Nubarrones que descendieron, cubriendo las cimas de la cordillera, cuando emprendimos el camino de regreso, ganando esta vez las lomas que coronan el precipicio, en busca de la carretera. Apenas si tuvimos tiempo de ganar, una rústica choza antes de que la tormenta se desatara sobre la montaña. Y, mientras, sentados bajo el techo de yaguas, saboreábamos el aromático café de nuestros huéspedes improvisados la naturaleza se adueñó de lomas y valles.

 Los truenos repercutían cual cañonazos en el seno del cercano torrente, y las exhalaciones iluminaban lúgubremente las cortinas de agua que azotaban los pinares. A tiempo habíamos escapado.

 Durante más de una hora, cielo y tierra se confundieron. Y cuando al fin divisamos los primeros contornos del amplio valle de Jarabacoa, el viento aulló por los barrancones, arrastrando las nubes que se dividían en veloz carrera. Algunas, más bajas y tocadas de blancos ropajes, descendieron por las faldas de la montaña hasta situarse encima del cauce del río.

-Ya llega doña Jimenoa- oímos susurrar al guía para sí.

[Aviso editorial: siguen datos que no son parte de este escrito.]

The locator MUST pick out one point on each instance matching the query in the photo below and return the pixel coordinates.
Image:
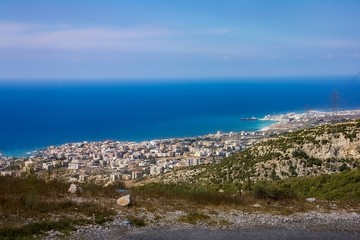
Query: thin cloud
(33, 37)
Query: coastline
(281, 122)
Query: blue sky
(142, 39)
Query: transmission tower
(334, 101)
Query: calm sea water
(35, 115)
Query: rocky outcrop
(310, 152)
(124, 201)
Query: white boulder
(73, 188)
(124, 201)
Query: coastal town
(110, 161)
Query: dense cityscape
(111, 161)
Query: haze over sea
(36, 115)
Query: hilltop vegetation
(321, 150)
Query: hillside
(321, 150)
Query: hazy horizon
(47, 40)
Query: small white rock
(311, 200)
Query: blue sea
(35, 115)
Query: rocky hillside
(310, 152)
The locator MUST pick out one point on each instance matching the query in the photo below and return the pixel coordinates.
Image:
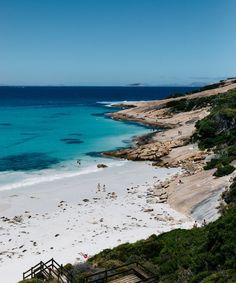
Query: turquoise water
(44, 131)
(49, 140)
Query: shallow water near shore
(45, 131)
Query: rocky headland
(172, 145)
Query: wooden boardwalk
(126, 279)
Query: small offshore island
(189, 183)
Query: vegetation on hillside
(218, 131)
(206, 254)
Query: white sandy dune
(64, 217)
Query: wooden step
(126, 279)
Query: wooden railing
(49, 269)
(125, 269)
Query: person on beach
(85, 256)
(104, 188)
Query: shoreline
(62, 218)
(172, 147)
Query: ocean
(53, 132)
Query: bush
(33, 280)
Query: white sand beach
(64, 217)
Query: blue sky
(116, 42)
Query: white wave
(111, 103)
(51, 175)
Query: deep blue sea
(45, 130)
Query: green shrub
(33, 280)
(68, 267)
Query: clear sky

 Y atraídos por el aroma de conseja que su tono dejaba traslucir, al fin conseguimos arrancarle su historia, en tanto que la lluvia cesaba y el camino se volvía transitable.
Fue hace muchos años, mucho antes de que vinieran los haitianos. Era por entonces amo y señor del valle y de todos sus hatos, don Juan de Jaraba, último vástago de la recia estirpe de colonizadores que dieran su nombre al valle; joven, fuerte, en la plenitud de la vida, heredó de sus mayores la decisión y la audacia.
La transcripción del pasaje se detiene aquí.